Will Iran tensions shake Dubai's booming real estate market?
08-Mar-2026.
Billionaires, investors and expatriates can park money in luxury homes far from geopolitical turmoil.
But rising tensions involving Iran and parts of the Gulf are now testing that perception, with reports of attacks reaching areas of the UAE and raising questions about whether the region’s instability could shake one of the world’s hottest property markets.
While geopolitical risks often create uncertainty in the short term, analysts say Dubai’s property market has historically shown an ability to absorb shocks and recover relatively quickly.
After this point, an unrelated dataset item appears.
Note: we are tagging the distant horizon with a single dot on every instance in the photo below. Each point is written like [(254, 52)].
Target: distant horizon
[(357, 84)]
Dubai’s real estate market depends heavily on international investors and expatriate residents.
If geopolitical tensions raise concerns among investors, the report says buyers may temporarily adopt a wait-and-watch approach.
Such sentiment shifts usually affect off-plan purchases and speculative investments first, as these segments depend heavily on investor confidence and future expectations.
Tourism could also play an important role in shaping the short-term outlook for property markets.
The broader Middle East tourism industry is estimated to be worth around $367 billion every year. Prolonged geopolitical tensions could reduce travel demand across the region.
Industry estimates suggest that instability could lead to 23 million to 38 million fewer visitors. This could translate into a loss of around $34 billion to $56 billion in tourism revenue.
If that happens, the impact could be felt most strongly in short-term rental apartments, hospitality assets and retail properties located in tourist-heavy areas.
While short-term caution is expected, long-term confidence remains supported by Dubai's economic resilience and global appeal.